Ice is news in Iceland Posted by hulda on Nov 25, 2013 in Icelandic culture, Icelandic customs
Continuing on the November theme: news and how to read them in Icelandic. It’s a sad fact that the web translators invariably fail to translate Icelandic for the same reasons a language learner does: the complex declensions, homonyms, freely used proverbs (some of which can be as old as to be Medieval), loan words, unusual and complicated sentence structure that’s used to say something in as compact form as possible… reading the news in Icelandic is a trained skill even for the natives.
In all fairness you don’t have to read the news in Icelandic. Iceland is a tiny little country in the middle of the Atlantic Ocean and has very small weight in the world matters unless it’s another sub-glacial volcano about to go BOOM on your aerial traffic*. However, to understand life here better and to see how some things presented in the foreign news aren’t quite as black and white as they’re made to sound like it’s good to be able to get to the source of them. Sometimes a few basic pieces of information are all you need to call out hoaxes, even!
Let’s look at Monday’s news and what’s so tricky about reading them, in other words what you need to look out for.
Flughálka víðsvegar um landið (link). The title on its own can be confusing: trying to internet-translate it results in “Flights Icy over the country”. Over the country, ok, something to do with whole Iceland, but what on earth is Flights Ice? Flughálka isn’t even in the dictionary!
By necessity Icelandic has numerous words to describe snow, ice and winter weather in general. These puzzling descriptions can be deciphered by a little bit of imagination: add the mental image of flight and ice together and you’ll get to someone slipping on ice with enough force as to seemingly learning to fly (you can find some examples here). Flughálka happens when weather turns cold suddenly and rain freezes a mirror smooth surface over the roads, which is one of the worst dangers in the winter traffic. Always check road conditions before heading out (link)! Today clicking at the map shows f.ex. that all the roads above Mýrdalsjökull and Vatnajökull aren’t in driving condition and that driving over Mosfellsheiði is strictly banned.
Eru beltin spennt? (= Are the seat belts fastened?) The number on the cross depends on how many people have died in accidents during the year.
Here are some word-to-word translations and then the real ones in comparison to show better how Icelandic news try to pack all the information into a very tight package.
Með suðausturströndinni er greiðfært fyrir utan flughálku á milli Kirkjubæjarklaustur og Víkur.
By / South-west coast / is / easily passable / for / outside / flight-ice / at / between / Kirkjubæjarklaustur / and / Vík.
By the South-west coast the roads are all in good condition with the exception of dangerously slippery roads in between the towns Kirkjubæjarklaustur and Vík.
Búast má við einhverjum truflunum vegna umferðar vinnuvéla og vörubíla.
To happen / may / with / some / trouble / because of / traffic / machines / and trucks.
Some disturbance on the roads caused by heavy machinery and trucks is to be expected.
Another interesting piece of news comes from quite near Reykjavík: Lokað í Bláfjöllum í dag (link) (= The Blue Mountains will be closed today)**. It’s a popular downhill skiing area that opened only yesterday, but since Icelandic weather is always Icelandic, skiing season much depends on the day.
Fyrsti opnunardagur vetrar var í Bláfjöllum í gær og margt um manninn.
The first / opening day / winter’s / was / in / Bláfjöll / in / yesterday / and / many / of / men.
The first winter opening day of the Bláfjöll skiing resort was yesterday and there were lots of people visiting the place.
“Okay okay!
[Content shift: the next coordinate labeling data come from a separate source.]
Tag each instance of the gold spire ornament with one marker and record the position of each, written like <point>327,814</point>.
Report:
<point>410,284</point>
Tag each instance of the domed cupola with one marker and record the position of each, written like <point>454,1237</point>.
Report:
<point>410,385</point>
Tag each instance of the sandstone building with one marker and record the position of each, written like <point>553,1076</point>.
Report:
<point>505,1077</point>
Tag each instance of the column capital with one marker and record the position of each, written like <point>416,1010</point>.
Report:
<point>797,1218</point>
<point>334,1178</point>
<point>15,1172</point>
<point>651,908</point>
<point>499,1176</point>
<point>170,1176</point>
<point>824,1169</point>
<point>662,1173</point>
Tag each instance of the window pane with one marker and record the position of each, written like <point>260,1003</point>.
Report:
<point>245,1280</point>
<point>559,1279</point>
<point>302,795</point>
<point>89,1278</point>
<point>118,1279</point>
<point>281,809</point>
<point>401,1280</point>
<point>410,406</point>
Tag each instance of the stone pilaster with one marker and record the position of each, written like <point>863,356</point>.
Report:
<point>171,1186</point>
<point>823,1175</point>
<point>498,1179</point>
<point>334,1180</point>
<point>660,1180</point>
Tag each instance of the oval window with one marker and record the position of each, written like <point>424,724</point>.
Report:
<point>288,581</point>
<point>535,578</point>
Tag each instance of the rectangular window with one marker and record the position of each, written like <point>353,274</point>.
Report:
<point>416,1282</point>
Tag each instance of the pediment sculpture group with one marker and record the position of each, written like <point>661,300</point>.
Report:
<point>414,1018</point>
I said I am sorry!” Photo by Helgi Halldórsson (link).
Next I have a small piece of news on criminal activity in Iceland with translations. Try to match the meaning to the separate words to see how the conjugation, compact sentence structure and the unusual order of words works!
Kröfðust þess að félaginn yrði leystur úr haldi (link)
Demanded that the friend was let go after he had been arrested.
Lögreglan á höfuðborgarsvæðinu var kölluð að fjölbýlishúsi í austurborginni um eitt leitið í nótt, vegna hávaða frá samkvæmi. Húsráðandi, sem er kona á þrítugsaldri, lofaði að lækka í tækjunum og þagga niður í gestunum, en þegar það gekk ekki eftir kom lögreglan aftur á vettvang.
The police of the Capital City area were called to an apartment building on a hill in the east Reykjavík in the night because of a noisy party. The householder, who is a woman in her
thirties twenties, (thank you Stefan for the correction, see the comment below for a valuable piece of information on Icelandic) promised to turn down the apparatuses and quieten the guests, but when this did not happen the police came back to the site.
Þá bað húsráðandi um aðstoð við að koma gestunum út. Þegar því var lokið og lögreglumenn komu aftur út, hafði einn gestanna girt niður um sig og sat berrassaður á vélarhlíf lögreglubílsins.
This time the householder asked for help in removing the guests (from her apartment). When that was done and the police came back outside had one of the guests dropped their pants and sat bare-arsed on the bonnet of the police car.
Hann veitti mikinn mótþróa við handtökuna, en var vistaður í fangageymslu. Nokkrir gestanna komu nokkru síðar á lögreglustöðina við Hverfisgötu og kröfðust þess að fá manninn lausan, og var nokkuð ónæði af þeim þar, segir í skeyti frá lögreglunni.
He gave a lot of resistance when arrested but was regardless filed into the lockup. Some of the guests came a little later to the police station at Hverfisgata and demanded that the man be freed, and caused some disturbance there, reads the report from the police.
* The volcanoes have been relatively quiet lately. Katla is always rumbling a little and is actually a bit overdue her usual eruption schedule, as is Hekla. There are several volcanoes below Vatnajökull that are shaking a bit every now and then but nothing especially alarming is going on at the moment. If you’d like to follow closely on the Icelandic volcanoes’ daily life I warmly recommend the Iceland geology blog by Jón Frímann (link).
**Hulda’s notice to Tolkien fans: we have not yet found any dwarf-, hobbit- or dragon activity anywhere near the area. These may not be the Blue Mountains you’re looking for.